In Vhembe, according to the WHO categorisation, the prevalence of anaemia in pregnancy is a problem of moderate public health significance (32.9% at booking). Among the anaemic women, 58.7% had mild anaemia, 38.4% had moderate anaemia and 2.9% had severe anaemia. Anaemic women had lower gravidity, lower parity, and higher food insecurity than the non-anaemic women. Prevalence of anaemia was not associated with HIV status, TB screening results, education level or age. Adherence to the prescribed iron and folic acid tablets was reportedly high, and there was no difference between anaemic and non-anaemic. The reported stockout for iron and folic acid supplements was 27.2% and 30.5%, respectively. Attention needs to be given to food insecurity, nutrition education, supplements and a reliable supply chain.

Acknowledgements

This article is based on research originally conducted as part of Dr Mulimisi Ramavhuya’s master’s thesis titled ‘Prevalence of anaemia in pregnancy and associated factors in Vhembe district, South Africa’, submitted to the Faculty of Health Sciences, Department of Family and Emergency Medicine, Stellenbosch University in 2022. The thesis is currently unpublished and not publicly available. The thesis was supervised by Prof Bob Mash. The manuscript has been revised and adapted for journal publication. The author confirms that the content has not been previously published or disseminated and complies with ethical standards for original publication.

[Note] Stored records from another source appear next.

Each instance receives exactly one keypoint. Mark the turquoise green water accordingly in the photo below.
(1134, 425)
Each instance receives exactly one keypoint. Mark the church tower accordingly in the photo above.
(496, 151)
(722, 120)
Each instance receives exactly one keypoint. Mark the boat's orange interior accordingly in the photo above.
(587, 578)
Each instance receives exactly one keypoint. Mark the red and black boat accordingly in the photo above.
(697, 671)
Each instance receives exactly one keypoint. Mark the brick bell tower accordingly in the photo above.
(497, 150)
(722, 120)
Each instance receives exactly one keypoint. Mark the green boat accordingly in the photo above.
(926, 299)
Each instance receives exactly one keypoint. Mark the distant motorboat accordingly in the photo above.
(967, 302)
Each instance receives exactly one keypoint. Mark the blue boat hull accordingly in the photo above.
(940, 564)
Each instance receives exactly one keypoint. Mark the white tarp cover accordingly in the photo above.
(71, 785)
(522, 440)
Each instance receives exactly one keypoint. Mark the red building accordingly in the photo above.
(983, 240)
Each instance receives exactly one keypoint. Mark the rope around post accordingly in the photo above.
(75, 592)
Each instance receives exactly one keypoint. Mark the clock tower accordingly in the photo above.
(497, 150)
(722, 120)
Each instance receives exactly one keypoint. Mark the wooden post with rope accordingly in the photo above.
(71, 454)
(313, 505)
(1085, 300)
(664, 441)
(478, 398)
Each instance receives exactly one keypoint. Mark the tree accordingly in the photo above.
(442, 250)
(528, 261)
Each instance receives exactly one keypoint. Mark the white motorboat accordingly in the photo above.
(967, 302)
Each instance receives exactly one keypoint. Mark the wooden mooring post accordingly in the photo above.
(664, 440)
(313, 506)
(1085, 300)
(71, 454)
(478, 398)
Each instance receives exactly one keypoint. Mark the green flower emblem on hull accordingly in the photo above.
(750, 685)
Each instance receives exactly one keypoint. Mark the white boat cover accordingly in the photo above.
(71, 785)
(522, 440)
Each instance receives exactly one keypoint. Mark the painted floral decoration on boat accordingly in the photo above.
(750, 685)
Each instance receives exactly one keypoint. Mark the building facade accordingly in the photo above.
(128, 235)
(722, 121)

This article is based on research previously presented in abstract form at the Stellenbosch FMHS 66th Annual Academic Day, held in Cape Town from 31st August 2022 to 01 September 2022. The abstract has since been developed into a full manuscript, which has been expanded and revised for journal publication. This republication is done with permission from the conference organisers.

Competing interests

The author, M.R., serves as an editorial board member of this journal. The authors, M.R. and R.M., have no other competing interests to declare.

Authors’ contributions

M.R. contributed to the design and implementation of the research, to the analysis of the results and to the writing of the manuscript with R.M. acting as study supervisor. All authors, M.R. and R.M., contributed to the article, discussed the results, and approved the final version for submission and publication.

Funding information

This research received no specific grant from any funding agency in the public, commercial or not-for-profit sectors.

Data availability

The authors confirm that the data supporting this study and its findings are available within the article and its listed references.

Disclaimer

The views and opinions expressed in this article are those of the authors and are the product of professional research. It does not necessarily reflect the official policy or position of any affiliated institution, funder, agency, or that of the publisher. The authors are responsible for this article’s findings, and content.